Ketika Mama mapan berdiri sebagai seorang panutan, dirinya tetap berusaha untuk bisa menjadi panutan yang laras. Seorang panutan yang tak hendak menjadikan sanjung puja untuk berbuat semau-maunya. Seorang Panutan yang terus menjadi guru bagi pengagumnya.

Perjalanan Mama sanggup menginspirasi dan memotivasi untuk selalu berserah pada Allah [الإسلام]. Salah satu wujud keberserahan adalah selalu rela dengan takdir terburuk dari Allah. Kerelaan pada takdir terburuk dari Allah merupakan upaya menghindari amarah dan tak kabur dari rasa  syukur. Pasalnya amarah cenderung menggiring mata untuk memandang segala yang nista.

Dengan terus berserah pada Allah, manusia mampu mengendalikan diri bebas dari segala unjuk rasa yang dialamatkan padanya.

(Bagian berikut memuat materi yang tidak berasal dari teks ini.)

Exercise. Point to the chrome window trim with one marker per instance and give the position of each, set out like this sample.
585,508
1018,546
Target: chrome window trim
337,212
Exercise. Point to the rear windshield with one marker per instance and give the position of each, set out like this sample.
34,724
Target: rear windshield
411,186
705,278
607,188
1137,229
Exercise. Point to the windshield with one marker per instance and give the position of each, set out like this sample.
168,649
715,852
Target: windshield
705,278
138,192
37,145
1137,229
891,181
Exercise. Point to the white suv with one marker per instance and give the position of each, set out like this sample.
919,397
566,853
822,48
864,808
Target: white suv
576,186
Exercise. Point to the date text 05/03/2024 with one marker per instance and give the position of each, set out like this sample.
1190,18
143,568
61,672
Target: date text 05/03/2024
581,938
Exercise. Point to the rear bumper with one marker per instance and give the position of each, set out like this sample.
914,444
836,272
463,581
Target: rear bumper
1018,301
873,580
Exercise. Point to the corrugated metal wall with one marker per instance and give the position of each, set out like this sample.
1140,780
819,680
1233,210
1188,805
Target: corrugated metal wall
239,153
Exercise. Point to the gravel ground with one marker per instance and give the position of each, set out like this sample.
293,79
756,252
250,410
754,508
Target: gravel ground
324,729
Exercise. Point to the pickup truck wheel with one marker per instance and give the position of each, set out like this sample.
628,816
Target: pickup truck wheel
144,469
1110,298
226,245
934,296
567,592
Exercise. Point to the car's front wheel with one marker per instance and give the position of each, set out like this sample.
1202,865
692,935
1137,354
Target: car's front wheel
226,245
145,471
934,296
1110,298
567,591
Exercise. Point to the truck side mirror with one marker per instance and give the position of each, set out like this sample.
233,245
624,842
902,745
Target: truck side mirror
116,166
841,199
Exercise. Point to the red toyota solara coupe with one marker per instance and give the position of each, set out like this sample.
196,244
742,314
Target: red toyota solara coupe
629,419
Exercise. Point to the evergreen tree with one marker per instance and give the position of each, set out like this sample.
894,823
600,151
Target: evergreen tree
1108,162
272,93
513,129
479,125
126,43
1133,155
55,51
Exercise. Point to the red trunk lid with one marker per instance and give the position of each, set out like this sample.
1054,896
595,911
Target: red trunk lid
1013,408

Tak melayang dengan pujian sebagai bentuk unjuk rasa cinta serta tak tumbang oleh cacian yang merupakan bentuk unjuk rasa benci. Sehingga mampu menjalani keseharian biasa saja menuju Allah (Jawa: ngalah).

Manusia diciptakan dari Allah dan menuju (Jawa: ngo) ke Allah (Jawa: Alah). Pandangan fisika menuturkan bahwa kembali tak dimungkinkan secara waktu. Dalam waktu, pergerakan tak bisa dilakukan mundur namun terus maju. Karena posisi awal dan akhirnya sama, maka tidak terjadi perpindahan. Tidak terjadi perpindahan bukan berarti tidak menempuh perjalanan.

Pandangan fisika menuturkan bahwa jarak tempuh sejauh apapun ketika posisi akhir sama dengan posisi awalnya, dapat disebut tidak terjadi perpindahan. Seluruh ciptaan Ilahi-Rabbi tak bisa lepas atas pola mengikuti serta berada dalam batas kelangsungan ‘dari’ ke ‘menuju’ dan berpuncak membentuk lingkaran [إِنَّا لِلَّهِ وَإِنَّا إِلَيْهِ رَاجِعُونَ].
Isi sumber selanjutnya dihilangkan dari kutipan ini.